Flag Type Default Description
--trace-header string "" Path to TraceV2 header YAML file (from blis observe; required).
--trace-data string "" Path to TraceV2 data CSV file (from blis observe; required).
--sim-results string "" Path to SimResult JSON file (from blis replay --results-path; required).
--report string "" Path to write calibration report JSON (required).
--warmup-requests int -1 Number of initial requests to exclude. Default: from trace header warm_up_requests; pass 0 to include all.
--network-rtt-us int64 -1 Network RTT in microseconds added to sim-side latencies. Default: from trace header network.measured_rtt_ms.
--network-bandwidth-mbps float64 0 Network bandwidth in Mbps for upload/download delay calculation (0 = no delay).

blis convert

Converts external workload formats into BLIS WorkloadSpec v2 YAML. Three subcommands are available.

blis convert preset

Generates a WorkloadSpec from a named preset in defaults.yaml.

Flag Type Default Description
--name string "" Preset name (e.g., chatbot, summarization, contentgen, multidoc).
--rate float64 1.0 Request rate in requests/second.
--num-requests int 100 Number of requests.
--defaults-filepath string "defaults.yaml" Path to defaults.yaml.

blis convert servegen

Converts a ServeGen data directory into WorkloadSpec format.

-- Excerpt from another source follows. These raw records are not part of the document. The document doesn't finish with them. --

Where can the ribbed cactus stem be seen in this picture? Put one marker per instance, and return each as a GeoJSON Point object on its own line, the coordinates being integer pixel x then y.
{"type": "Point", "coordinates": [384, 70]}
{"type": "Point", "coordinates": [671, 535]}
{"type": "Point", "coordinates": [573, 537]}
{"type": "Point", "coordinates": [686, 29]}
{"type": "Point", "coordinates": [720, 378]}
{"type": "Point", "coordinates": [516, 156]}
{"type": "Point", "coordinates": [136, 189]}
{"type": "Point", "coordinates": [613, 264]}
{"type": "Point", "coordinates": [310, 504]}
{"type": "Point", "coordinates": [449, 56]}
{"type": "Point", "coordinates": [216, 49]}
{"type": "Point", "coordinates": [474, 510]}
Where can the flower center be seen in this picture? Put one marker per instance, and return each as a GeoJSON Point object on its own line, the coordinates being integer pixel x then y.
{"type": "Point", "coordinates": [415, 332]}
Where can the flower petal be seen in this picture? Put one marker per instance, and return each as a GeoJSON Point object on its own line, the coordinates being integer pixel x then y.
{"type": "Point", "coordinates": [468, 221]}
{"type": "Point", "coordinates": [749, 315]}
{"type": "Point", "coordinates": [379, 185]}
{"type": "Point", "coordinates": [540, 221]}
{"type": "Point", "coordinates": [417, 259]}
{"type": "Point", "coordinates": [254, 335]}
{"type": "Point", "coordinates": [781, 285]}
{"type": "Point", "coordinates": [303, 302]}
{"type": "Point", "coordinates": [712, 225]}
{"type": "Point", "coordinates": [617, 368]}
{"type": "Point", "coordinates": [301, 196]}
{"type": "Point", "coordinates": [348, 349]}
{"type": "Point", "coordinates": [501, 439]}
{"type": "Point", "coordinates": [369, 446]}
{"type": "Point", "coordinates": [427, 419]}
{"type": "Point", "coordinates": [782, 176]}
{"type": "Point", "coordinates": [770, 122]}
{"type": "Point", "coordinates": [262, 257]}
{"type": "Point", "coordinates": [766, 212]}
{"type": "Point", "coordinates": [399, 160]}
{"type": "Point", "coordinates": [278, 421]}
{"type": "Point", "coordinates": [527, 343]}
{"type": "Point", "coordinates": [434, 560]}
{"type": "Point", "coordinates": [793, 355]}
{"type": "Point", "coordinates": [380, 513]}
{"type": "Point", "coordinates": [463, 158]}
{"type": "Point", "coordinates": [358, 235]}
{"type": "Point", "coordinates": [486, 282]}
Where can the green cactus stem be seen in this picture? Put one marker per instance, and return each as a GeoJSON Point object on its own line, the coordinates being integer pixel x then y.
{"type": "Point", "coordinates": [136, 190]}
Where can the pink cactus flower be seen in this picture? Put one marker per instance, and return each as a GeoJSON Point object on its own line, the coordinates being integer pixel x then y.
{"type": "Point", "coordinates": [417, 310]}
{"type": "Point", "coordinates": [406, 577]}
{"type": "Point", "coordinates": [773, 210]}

Flag Type Default Description
--path string "" Path to ServeGen data directory.

blis convert infperf

Converts an inference-perf YAML specification into WorkloadSpec format.

Flag Type Default Description
--spec string "" Path to inference-perf YAML spec.

blis compose

Merges multiple WorkloadSpec v2 YAML files into a single combined specification.

Flag Type Default Description
--from string (repeatable) (none) Path to v2 WorkloadSpec YAML file. Can be repeated to merge multiple specs.